The famous sentence in which he said that he
"would not take pains uselessly to reaffirm an ordinance of nature, nor to
reenact the will of God," was nothing but specious and brilliant rhetoric.
It was perfectly easy to employ slaves in California, if the people had not
prohibited it, and in New Mexico as well, even if there were no cotton nor
sugar nor rice plantations in either, and but little arable land in the
latter. There was a classic form of slave-labor possible in those
countries. Any school-boy could have reminded Mr. Webster of
"Seius whose eight hundred slaves
Sicken in Ilva's mines."
Mining was one of the oldest uses to which slave-labor had been applied,
and it still flourished in Siberia as the occupation of serfs and
criminals. Mr.

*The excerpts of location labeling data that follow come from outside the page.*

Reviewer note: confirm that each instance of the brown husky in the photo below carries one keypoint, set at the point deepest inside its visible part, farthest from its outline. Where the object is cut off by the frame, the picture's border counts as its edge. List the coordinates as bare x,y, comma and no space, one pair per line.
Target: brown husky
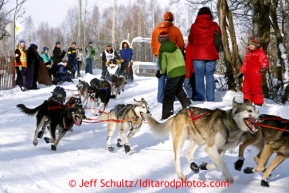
273,137
219,130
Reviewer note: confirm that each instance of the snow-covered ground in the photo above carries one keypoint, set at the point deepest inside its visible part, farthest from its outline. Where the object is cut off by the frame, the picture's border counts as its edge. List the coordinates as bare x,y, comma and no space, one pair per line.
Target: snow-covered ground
82,157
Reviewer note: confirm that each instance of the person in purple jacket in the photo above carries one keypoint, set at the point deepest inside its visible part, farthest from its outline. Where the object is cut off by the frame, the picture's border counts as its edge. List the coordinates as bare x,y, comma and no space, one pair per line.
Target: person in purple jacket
126,54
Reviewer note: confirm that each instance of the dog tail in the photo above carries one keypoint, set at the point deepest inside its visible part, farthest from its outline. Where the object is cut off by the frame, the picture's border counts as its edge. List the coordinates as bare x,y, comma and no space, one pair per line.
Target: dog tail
26,110
104,116
159,129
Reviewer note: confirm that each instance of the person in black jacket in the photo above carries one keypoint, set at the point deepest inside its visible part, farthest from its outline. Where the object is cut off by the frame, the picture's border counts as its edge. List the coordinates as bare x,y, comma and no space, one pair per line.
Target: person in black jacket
57,57
107,55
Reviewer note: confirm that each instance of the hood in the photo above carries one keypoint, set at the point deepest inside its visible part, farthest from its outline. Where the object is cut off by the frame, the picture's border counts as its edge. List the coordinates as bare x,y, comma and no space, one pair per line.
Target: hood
124,41
168,47
164,25
204,21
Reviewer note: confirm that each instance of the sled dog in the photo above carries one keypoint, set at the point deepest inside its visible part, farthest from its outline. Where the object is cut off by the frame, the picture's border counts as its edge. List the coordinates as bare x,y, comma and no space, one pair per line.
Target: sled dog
273,137
100,96
82,88
57,116
129,118
217,129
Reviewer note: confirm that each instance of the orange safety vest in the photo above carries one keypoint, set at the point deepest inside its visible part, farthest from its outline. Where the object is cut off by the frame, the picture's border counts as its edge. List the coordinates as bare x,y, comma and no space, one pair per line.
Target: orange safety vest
23,59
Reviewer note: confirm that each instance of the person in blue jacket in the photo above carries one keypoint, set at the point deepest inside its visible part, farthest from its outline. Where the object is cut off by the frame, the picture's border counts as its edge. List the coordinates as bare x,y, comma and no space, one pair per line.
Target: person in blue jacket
126,53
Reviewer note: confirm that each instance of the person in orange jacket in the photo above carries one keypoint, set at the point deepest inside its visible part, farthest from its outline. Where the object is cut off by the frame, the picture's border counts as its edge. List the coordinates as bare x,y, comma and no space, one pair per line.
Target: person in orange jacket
190,82
175,36
254,65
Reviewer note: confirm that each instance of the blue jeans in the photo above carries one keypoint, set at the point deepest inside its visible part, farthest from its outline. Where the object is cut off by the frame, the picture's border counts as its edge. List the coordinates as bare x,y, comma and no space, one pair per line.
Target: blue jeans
79,64
161,84
88,67
205,68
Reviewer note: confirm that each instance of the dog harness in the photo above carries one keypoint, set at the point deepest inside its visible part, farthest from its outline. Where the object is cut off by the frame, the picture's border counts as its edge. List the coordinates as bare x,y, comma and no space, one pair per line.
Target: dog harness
194,118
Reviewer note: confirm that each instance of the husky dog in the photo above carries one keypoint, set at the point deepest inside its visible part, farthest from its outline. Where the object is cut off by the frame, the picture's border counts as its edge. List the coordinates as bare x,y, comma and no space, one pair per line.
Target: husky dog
100,95
219,130
61,117
117,83
273,137
129,118
82,88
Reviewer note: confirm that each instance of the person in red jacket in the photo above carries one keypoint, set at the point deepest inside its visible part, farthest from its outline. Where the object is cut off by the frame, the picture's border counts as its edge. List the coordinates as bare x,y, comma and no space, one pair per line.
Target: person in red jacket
254,65
204,54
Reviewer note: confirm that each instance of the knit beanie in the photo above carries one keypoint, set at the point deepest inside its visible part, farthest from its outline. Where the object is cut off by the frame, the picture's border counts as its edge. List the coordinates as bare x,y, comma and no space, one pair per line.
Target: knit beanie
163,37
168,16
254,40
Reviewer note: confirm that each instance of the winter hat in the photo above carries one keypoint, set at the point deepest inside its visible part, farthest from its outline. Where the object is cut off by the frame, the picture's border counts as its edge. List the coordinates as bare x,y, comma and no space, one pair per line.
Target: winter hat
254,40
163,37
168,16
45,48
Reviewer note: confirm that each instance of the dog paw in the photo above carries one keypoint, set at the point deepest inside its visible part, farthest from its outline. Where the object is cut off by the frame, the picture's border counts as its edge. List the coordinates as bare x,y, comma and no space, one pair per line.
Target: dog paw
53,147
238,164
264,183
194,167
110,149
119,143
203,166
47,140
35,143
249,170
40,134
126,148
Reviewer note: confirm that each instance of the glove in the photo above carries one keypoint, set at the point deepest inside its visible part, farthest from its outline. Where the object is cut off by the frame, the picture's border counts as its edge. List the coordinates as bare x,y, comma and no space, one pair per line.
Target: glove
158,74
240,75
263,70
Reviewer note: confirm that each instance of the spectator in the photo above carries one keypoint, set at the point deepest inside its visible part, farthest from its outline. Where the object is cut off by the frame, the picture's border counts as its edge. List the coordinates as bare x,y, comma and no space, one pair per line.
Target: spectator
126,54
107,55
175,36
254,65
31,61
72,59
46,59
204,54
171,61
63,73
90,53
80,58
58,55
20,63
36,68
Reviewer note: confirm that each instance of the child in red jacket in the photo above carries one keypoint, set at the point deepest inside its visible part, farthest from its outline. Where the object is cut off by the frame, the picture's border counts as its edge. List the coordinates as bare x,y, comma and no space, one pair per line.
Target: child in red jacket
254,65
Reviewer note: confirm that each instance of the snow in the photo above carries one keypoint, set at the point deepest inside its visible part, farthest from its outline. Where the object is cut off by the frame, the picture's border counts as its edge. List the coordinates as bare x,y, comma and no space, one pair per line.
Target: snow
82,155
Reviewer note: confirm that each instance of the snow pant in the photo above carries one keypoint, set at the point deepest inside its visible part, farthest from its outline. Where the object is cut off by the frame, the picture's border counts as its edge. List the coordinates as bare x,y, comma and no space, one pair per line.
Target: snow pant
252,87
174,87
29,73
20,74
35,76
161,84
204,68
78,66
88,67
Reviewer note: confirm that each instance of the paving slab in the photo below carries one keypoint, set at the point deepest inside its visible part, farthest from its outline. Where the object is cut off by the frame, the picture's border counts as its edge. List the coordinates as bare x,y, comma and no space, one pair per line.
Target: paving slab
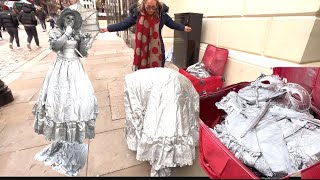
108,152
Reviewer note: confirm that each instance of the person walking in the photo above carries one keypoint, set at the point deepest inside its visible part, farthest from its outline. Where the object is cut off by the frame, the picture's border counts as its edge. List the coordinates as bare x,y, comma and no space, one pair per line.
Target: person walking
28,19
52,21
149,17
9,21
42,15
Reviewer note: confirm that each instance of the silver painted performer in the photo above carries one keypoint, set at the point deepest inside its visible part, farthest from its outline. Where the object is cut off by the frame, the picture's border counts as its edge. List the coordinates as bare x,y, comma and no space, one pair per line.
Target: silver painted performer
66,109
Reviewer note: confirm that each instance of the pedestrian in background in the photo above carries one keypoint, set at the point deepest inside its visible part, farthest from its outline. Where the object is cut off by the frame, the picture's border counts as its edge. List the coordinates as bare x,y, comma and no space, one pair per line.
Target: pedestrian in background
10,22
52,21
42,16
149,17
28,19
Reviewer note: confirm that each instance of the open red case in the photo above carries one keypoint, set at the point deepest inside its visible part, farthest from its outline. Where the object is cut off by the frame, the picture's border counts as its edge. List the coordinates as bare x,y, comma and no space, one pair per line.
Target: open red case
216,160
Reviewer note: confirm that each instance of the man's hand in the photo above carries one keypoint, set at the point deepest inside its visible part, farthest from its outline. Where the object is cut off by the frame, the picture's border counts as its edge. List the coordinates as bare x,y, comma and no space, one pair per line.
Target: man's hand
103,30
187,29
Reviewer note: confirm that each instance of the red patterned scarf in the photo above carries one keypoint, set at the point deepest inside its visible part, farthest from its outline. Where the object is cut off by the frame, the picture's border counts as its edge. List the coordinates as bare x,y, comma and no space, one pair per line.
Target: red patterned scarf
147,50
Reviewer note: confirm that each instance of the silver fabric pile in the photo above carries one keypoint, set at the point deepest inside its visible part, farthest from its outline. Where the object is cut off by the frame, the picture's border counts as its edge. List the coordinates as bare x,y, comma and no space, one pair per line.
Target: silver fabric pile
65,158
162,114
198,70
268,126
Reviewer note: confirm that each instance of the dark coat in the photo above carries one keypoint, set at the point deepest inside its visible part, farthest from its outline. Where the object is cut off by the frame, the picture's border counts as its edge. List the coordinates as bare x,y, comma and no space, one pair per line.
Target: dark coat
165,19
42,15
8,20
27,16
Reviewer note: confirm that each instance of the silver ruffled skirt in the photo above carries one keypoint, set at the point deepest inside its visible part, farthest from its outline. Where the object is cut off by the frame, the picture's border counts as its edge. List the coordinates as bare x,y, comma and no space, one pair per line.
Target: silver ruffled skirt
162,113
65,112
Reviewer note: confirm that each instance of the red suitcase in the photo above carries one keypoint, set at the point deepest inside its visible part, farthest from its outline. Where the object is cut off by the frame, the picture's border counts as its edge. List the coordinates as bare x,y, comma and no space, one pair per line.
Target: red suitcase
214,60
216,160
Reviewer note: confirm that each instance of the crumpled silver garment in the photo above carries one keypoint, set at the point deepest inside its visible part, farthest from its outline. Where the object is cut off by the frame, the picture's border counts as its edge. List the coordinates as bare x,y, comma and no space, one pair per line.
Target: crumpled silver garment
281,134
65,158
198,70
66,108
162,114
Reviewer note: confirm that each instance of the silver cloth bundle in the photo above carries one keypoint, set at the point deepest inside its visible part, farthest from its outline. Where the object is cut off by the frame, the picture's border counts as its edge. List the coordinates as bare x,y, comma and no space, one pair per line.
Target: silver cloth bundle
268,128
65,158
198,70
162,113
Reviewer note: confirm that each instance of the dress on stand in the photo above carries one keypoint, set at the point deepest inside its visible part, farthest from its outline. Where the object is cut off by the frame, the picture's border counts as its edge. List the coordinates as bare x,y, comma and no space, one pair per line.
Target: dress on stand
162,118
66,110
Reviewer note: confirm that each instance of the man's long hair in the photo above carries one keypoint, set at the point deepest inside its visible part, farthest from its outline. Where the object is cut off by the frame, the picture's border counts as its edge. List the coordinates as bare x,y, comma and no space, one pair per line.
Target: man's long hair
141,7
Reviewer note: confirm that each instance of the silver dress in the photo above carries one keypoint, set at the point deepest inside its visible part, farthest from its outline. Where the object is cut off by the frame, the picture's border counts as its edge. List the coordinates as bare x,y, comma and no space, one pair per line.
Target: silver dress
66,110
162,116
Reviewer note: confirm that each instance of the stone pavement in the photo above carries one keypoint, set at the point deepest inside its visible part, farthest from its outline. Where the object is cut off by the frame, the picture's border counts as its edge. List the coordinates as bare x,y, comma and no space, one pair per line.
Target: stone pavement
11,60
109,61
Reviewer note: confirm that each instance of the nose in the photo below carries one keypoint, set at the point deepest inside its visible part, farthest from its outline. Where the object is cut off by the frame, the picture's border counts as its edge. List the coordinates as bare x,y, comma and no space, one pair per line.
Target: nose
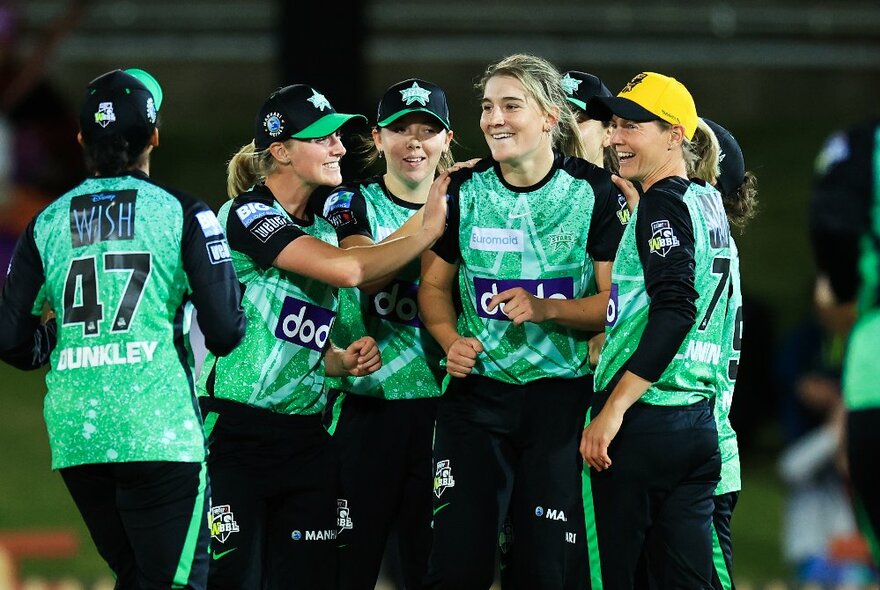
336,145
493,116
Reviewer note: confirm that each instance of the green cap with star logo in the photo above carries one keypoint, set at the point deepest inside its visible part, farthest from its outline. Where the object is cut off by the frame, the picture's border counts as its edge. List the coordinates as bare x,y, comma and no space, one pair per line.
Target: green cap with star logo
297,111
413,96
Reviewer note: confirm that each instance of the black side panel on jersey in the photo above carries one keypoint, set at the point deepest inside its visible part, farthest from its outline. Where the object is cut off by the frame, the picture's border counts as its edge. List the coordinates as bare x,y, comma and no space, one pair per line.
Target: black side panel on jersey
669,279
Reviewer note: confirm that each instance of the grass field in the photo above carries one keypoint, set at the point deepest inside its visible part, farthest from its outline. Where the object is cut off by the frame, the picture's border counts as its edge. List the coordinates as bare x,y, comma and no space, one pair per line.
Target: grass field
34,497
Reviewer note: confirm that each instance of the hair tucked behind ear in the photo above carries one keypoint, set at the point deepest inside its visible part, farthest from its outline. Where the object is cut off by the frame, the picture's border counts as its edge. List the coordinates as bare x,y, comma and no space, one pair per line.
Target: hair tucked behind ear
246,168
707,150
742,206
113,155
542,80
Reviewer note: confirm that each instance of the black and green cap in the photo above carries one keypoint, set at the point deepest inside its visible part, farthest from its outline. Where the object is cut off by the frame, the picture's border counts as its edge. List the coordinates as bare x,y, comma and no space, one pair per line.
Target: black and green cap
297,111
121,102
580,87
413,96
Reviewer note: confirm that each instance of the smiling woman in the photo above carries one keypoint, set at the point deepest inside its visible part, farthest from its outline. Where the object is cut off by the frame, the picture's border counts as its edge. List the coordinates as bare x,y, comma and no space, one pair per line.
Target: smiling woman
263,403
657,370
518,384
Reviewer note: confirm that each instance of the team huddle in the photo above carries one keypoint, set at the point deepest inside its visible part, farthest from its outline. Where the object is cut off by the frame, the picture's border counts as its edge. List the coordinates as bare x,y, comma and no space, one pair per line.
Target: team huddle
527,357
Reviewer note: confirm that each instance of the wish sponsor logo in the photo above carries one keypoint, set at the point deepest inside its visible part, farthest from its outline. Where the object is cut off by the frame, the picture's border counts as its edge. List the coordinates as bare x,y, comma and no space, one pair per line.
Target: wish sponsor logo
497,240
304,324
102,217
397,303
486,289
611,312
268,226
209,223
250,212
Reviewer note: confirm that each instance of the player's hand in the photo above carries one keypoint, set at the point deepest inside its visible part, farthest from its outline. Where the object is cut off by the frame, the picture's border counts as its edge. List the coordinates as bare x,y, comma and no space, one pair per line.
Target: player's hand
520,306
628,189
597,436
595,347
434,216
466,164
362,357
462,356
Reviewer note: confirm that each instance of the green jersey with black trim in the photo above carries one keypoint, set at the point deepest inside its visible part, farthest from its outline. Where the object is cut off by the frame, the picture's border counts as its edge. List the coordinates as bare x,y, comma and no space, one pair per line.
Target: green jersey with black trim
860,390
279,365
410,356
731,347
120,389
691,375
544,239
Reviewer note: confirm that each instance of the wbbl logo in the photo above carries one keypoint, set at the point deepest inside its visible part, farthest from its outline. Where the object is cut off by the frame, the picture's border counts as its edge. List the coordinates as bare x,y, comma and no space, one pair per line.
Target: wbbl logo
397,303
343,515
218,251
663,239
304,324
222,522
612,311
486,289
443,478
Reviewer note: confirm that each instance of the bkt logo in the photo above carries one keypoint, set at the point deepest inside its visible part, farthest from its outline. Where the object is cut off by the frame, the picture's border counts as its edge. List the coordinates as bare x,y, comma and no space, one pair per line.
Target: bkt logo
486,289
252,211
397,304
612,311
304,324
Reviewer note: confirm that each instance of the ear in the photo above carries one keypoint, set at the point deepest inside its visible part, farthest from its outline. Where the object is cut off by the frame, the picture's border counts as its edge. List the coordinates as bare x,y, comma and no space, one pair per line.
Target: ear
376,133
279,152
551,118
677,134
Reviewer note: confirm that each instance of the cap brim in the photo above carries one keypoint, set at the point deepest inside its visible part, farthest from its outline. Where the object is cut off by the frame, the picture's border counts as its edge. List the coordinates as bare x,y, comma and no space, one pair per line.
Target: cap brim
150,82
578,103
389,120
604,107
327,125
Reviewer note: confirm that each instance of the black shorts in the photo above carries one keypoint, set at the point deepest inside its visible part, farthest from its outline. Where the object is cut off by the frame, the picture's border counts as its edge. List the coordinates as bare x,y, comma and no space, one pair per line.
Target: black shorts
147,519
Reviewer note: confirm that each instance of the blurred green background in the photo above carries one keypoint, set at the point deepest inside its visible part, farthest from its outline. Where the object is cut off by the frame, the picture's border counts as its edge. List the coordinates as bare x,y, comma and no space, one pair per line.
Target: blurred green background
780,74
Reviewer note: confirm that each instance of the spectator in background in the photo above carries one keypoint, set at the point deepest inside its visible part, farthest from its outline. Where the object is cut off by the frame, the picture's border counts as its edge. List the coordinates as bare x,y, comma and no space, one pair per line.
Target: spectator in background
39,156
845,233
819,517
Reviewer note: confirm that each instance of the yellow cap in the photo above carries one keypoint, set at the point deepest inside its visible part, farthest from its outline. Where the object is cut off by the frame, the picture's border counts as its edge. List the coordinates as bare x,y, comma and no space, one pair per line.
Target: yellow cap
647,97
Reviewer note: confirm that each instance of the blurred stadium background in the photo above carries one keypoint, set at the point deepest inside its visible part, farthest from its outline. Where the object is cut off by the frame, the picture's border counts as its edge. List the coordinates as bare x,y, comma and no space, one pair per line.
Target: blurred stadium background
781,74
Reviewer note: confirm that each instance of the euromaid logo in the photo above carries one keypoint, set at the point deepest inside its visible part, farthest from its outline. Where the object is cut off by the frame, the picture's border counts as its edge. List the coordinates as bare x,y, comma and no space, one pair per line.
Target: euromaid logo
497,240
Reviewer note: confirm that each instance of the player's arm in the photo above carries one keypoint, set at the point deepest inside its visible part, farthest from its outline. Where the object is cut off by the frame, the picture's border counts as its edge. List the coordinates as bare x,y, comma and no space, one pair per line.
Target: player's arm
25,341
215,290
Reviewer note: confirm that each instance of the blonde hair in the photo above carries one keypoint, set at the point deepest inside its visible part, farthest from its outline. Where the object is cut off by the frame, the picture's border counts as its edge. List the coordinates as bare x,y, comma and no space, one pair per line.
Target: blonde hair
688,148
542,80
365,148
248,167
740,206
707,149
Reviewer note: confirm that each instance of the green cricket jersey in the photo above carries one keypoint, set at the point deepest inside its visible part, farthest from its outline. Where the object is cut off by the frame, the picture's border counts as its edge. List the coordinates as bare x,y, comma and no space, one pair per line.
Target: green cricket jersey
116,258
544,239
410,356
279,365
669,294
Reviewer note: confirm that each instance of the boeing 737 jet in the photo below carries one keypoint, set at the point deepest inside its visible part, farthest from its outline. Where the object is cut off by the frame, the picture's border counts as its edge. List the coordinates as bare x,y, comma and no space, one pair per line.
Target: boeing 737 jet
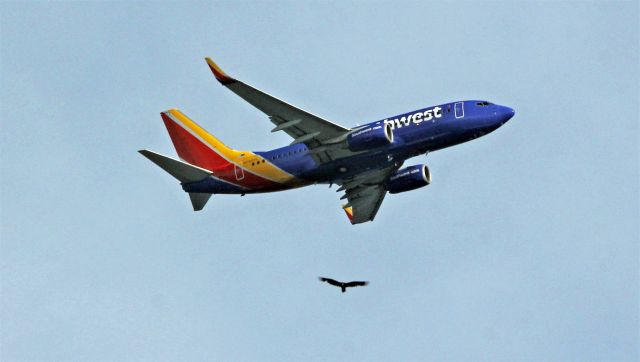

Webster, of course, was not ignorant of this very obvious
fact; and that nature, therefore, instead of forbidding slave-labor in the
Mexican conquests, opened to it a new and almost unlimited field in a
region which is to-day one of the greatest mining countries in the world.
Still less could he have failed to know that this form of employment for
slaves was eagerly desired by the South; that the slave-holders fully
recognized their opportunity, announced their intention of taking
advantage of it, and were particularly indignant at the action of
California because it had closed to them this inviting field.